Man mag es als Ironie betrachten, aber es trifft den Kern der Tatsachen, denn die Ratingagenturen sind nicht mehr und nicht weniger als private Organisationen, die ihre mehr oder weniger bezahlte, private Meinungen abgeben. Ihre Argumentation wirkt oft inkonsistent wie aktuelle Länderratings zeigen. Jetzt wird zurückgeratet und ver.di hat sicher mehr gesellschaftliche Legitimität aufzuweisen als alle drei großen Ratingagenturen zusammen genommen.

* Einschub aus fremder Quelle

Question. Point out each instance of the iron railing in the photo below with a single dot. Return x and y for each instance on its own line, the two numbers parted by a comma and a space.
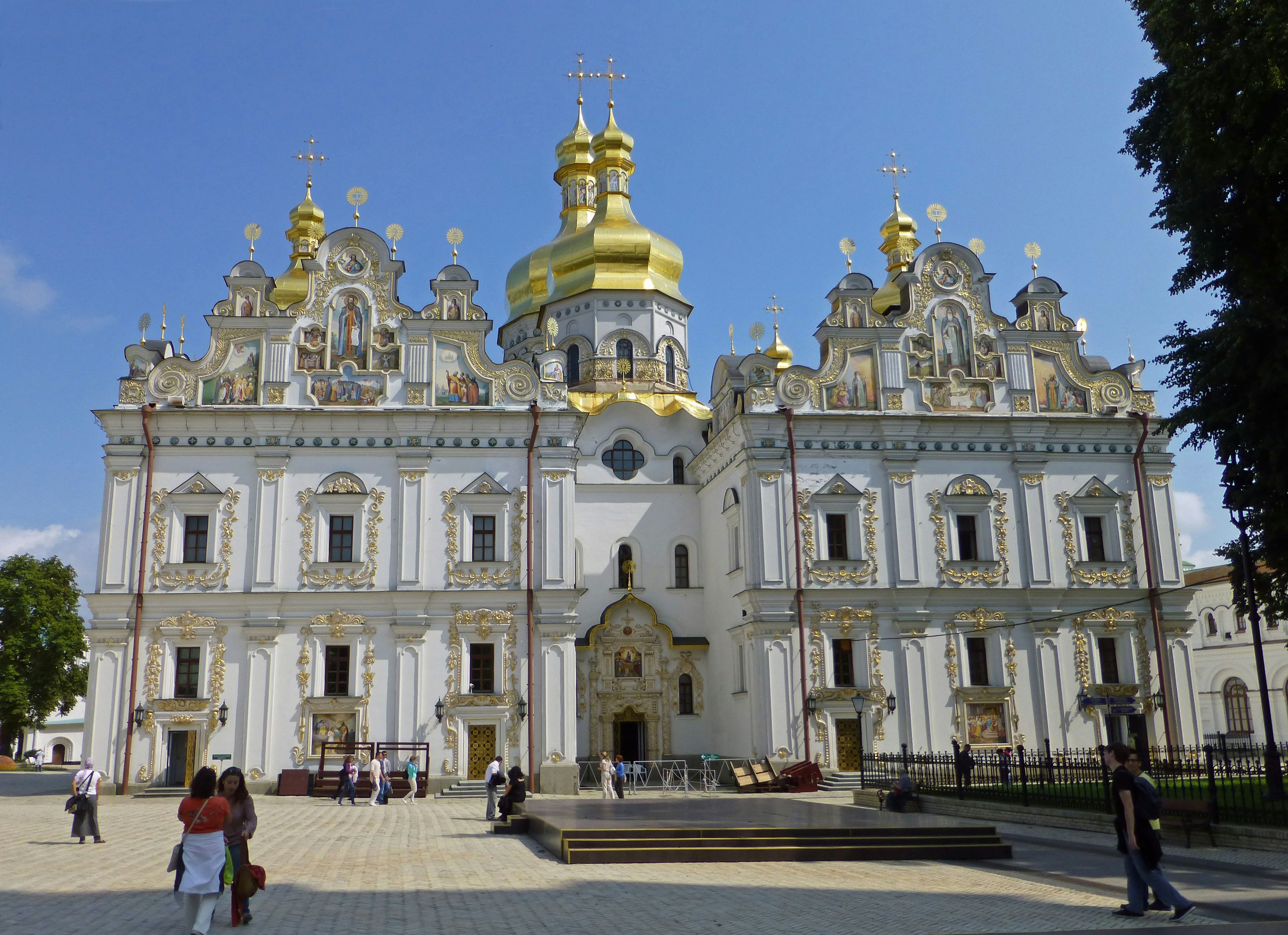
1231, 777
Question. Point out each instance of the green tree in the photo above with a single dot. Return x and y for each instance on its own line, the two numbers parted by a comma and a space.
42, 644
1214, 133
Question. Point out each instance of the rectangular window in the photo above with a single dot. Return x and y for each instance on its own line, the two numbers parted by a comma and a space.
1108, 647
968, 547
337, 683
342, 539
187, 671
977, 659
482, 661
196, 530
838, 547
485, 539
1095, 530
843, 664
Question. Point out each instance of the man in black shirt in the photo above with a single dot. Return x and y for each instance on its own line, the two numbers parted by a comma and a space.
1139, 843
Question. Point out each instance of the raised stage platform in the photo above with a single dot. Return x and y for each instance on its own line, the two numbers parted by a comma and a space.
735, 829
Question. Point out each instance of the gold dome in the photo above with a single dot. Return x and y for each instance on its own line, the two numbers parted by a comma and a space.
308, 227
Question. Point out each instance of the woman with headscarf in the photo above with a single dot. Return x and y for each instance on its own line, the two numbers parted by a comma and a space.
86, 783
200, 878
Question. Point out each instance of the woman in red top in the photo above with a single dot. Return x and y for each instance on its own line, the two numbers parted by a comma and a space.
201, 875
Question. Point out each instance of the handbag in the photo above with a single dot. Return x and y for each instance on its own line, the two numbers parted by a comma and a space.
177, 853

Die aktuelle Diskussion ein europäisches Gegengewicht zu den US-amerikanischen Agenturen zu schaffen, ist in das Stocken geraten. Der diskutierte Ansatz, wonach die europäische Ratingagentur durch die europäischen Staaten via der EZB finanziert wird, ist auch nicht unproblematisch, aber immer noch besser als der aktuelle status quo.
Ein dritter möglicher Diskussionsansatz wäre, dass man eine gemeinnützige europäische Ratingagentur via einer zu gründenden unabhängigen Stiftung schafft. Damit wäre zumindest strukturell das Abhängigkeitsproblem gemildert, wenn auch nicht gänzlich beseitigt.

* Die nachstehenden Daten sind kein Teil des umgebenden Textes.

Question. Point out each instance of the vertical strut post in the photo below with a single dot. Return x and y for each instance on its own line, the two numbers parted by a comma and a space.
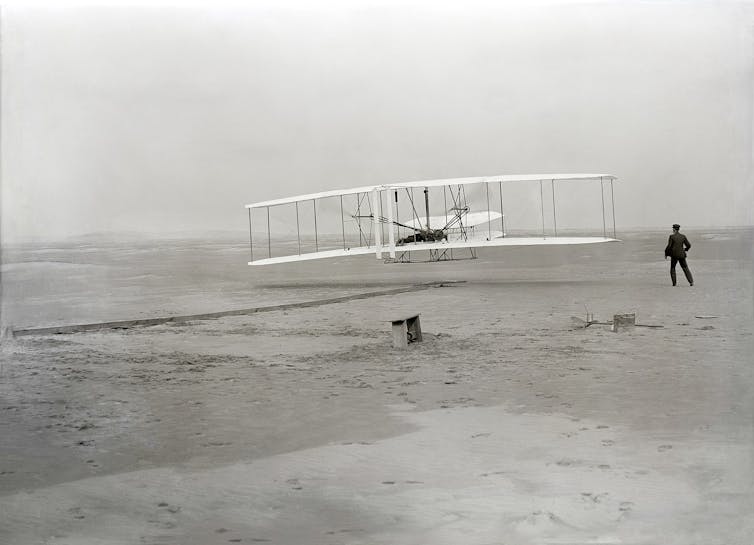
542, 207
612, 198
445, 203
316, 242
377, 228
502, 211
554, 217
269, 236
602, 193
298, 231
342, 222
251, 238
382, 215
489, 214
391, 225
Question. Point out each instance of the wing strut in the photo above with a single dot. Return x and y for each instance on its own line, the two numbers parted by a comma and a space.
554, 218
251, 238
602, 190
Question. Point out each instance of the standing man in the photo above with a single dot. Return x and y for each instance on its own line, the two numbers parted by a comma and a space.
676, 250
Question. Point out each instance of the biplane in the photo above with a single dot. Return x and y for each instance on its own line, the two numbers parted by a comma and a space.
442, 219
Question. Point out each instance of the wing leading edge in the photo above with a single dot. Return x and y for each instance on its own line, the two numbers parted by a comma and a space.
445, 245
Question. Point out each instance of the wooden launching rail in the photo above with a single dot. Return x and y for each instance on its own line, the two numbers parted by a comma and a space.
127, 324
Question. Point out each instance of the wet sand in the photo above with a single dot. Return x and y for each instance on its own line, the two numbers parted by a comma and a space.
508, 424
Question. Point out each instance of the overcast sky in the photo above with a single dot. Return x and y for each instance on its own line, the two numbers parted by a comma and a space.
163, 119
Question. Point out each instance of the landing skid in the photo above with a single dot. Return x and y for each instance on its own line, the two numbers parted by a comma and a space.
434, 256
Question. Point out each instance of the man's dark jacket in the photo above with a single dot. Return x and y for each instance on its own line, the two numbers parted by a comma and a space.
677, 246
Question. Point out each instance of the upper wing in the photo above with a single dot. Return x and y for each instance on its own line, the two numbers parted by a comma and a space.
433, 183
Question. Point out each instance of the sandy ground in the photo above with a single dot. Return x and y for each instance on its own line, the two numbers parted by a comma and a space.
507, 425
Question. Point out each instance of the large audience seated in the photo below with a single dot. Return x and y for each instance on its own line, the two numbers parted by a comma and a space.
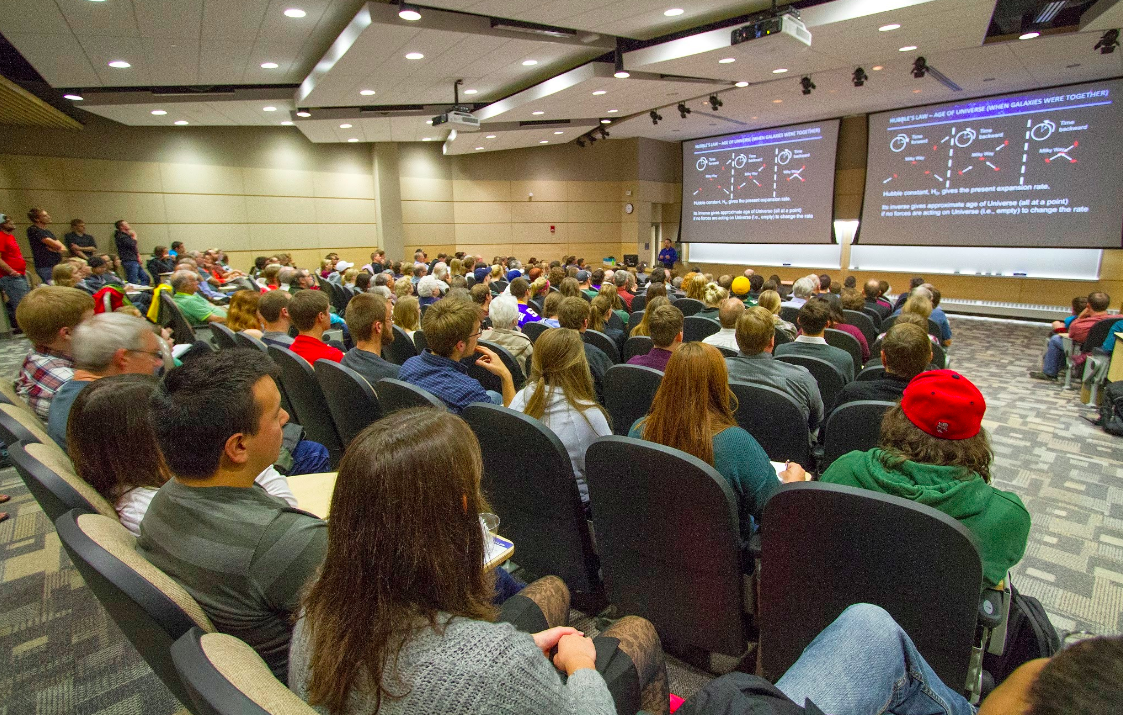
395, 610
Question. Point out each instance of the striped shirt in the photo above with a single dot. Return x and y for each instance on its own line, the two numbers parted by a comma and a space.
244, 555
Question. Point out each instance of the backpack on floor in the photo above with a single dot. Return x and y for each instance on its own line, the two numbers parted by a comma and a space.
1029, 635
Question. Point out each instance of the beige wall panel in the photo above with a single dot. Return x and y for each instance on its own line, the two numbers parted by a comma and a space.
339, 185
426, 189
345, 210
538, 212
482, 234
482, 211
204, 209
273, 238
542, 190
595, 212
277, 182
531, 234
464, 190
280, 210
414, 235
201, 179
107, 207
594, 191
427, 212
593, 232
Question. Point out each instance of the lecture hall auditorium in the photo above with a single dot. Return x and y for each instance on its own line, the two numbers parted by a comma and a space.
632, 356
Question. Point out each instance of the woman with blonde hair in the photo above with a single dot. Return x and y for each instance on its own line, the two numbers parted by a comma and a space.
696, 376
559, 393
769, 300
242, 314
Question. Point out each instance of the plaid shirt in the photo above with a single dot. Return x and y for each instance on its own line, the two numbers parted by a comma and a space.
445, 378
42, 375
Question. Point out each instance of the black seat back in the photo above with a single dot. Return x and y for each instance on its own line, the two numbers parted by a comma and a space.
827, 547
863, 322
539, 507
775, 420
597, 339
667, 532
829, 378
846, 341
308, 401
856, 425
394, 395
697, 329
401, 349
350, 399
628, 393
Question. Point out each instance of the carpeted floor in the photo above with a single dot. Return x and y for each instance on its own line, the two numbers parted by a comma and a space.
61, 653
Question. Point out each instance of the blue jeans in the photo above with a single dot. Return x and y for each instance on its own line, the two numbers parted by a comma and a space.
16, 287
1055, 356
864, 663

Zurück zu ver.di; die Gewerkschaft führt aus: "Die Bonitätsnote sinkt auf "Kaffeesatzleserei", teilte ver.di-Wirtschaftsexperte Dierk Hirschel am Sonntag mit. Den Ausblick schätzt ver.di als negativ ein. Große Risiken bestehen auch für die Moody-Wettbewerber Standard & Poor's und Fitch. Auch dort sei die Glaubwürdigkeit in den letzten Monaten dramatisch gesunken.
Hirschel begründete die Herabstufung mit dem dramatischen Versagen von Moody's vor und in der Finanzkrise. Die Ratingagentur begründet Veränderungen ihrer Bewertungen vollkommen willkürlich. Beispiel Schuldenkrise: Zunächst wurde die Herabstufung der Bonitätsnoten für südeuropäische Staaten damit begründet, dass deren Sparbemühungen nicht glaubhaft seien. Jetzt würden dieselben Staaten mit der Begründung herabgestuft, dass die Sparpakete die Konjunktur abzuwürgen drohten. Ein solches inkonsistentes Argumentationsmuster lasse auf einen akuten Mangel der Kernkompetenz "gesunder Menschenverstand" schließen.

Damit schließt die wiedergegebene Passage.